O som baixo não veio da mesa deles, mas da mesa de trás. Han Qian ignorou, mas Guan Dagou não conseguiu. Podiam rir dele, mas não os outros. Levantou-se para tirar satisfação, mas voltou em poucos segundos, o que surpreendeu Han Qian.

Perguntou, intrigado:

— O que houve? Ficou mais calmo?

Guan baixou a cabeça e murmurou:

— Melhor não mexer.

Do outro lado, as provocações continuaram:

— Guan Dagou, é melhor você ficar quieto. Agora até o seu chefe, Tu Xiao, precisa se aquietar.

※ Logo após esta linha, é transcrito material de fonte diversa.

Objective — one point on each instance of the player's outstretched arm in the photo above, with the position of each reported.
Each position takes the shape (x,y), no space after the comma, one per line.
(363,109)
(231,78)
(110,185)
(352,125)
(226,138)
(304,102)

A voz era familiar. Han Qian franziu a testa, mas Xiao Tu Kun não aguentou ouvir falar do pai e se levantou, furiosa:

— Vai falar besteira assim lá longe!

Guan Dagou ficou sem jeito, mas também se levantou. Do outro lado, um grupo de jovens de dezessete, dezoito anos também se ergueu. Han Qian perguntou, incomodado:

— Quem são eles?

Guan Dagou respondeu, cabisbaixo:

— O segundo filho de Li Jinhai.

Han Qian ficou surpreso e arriscou:

— Li Er?

— Quem diabos está me chamando de Li Er? Ei, cunhado!

Definitivamente não era alguém fácil de lidar. Só então Guan Junbiao entendeu por que Li Jinhai avisou para não mexerem com Han Qian. Li Er afastou os amigos e correu até a mesa de Han Qian, sorrindo:

— Cunhado, que coincidência! Você nem vai me ver? Hoje não aprontei nada, fiquei entre os dez primeiros no simulado! Meu pai me deixou sair pra me divertir. Ei, cunhado, o que faz com Guan Dagou?

Han Qian franziu o cenho e respondeu sério:

— Que falta de educação, cuidado que conto pro seu pai.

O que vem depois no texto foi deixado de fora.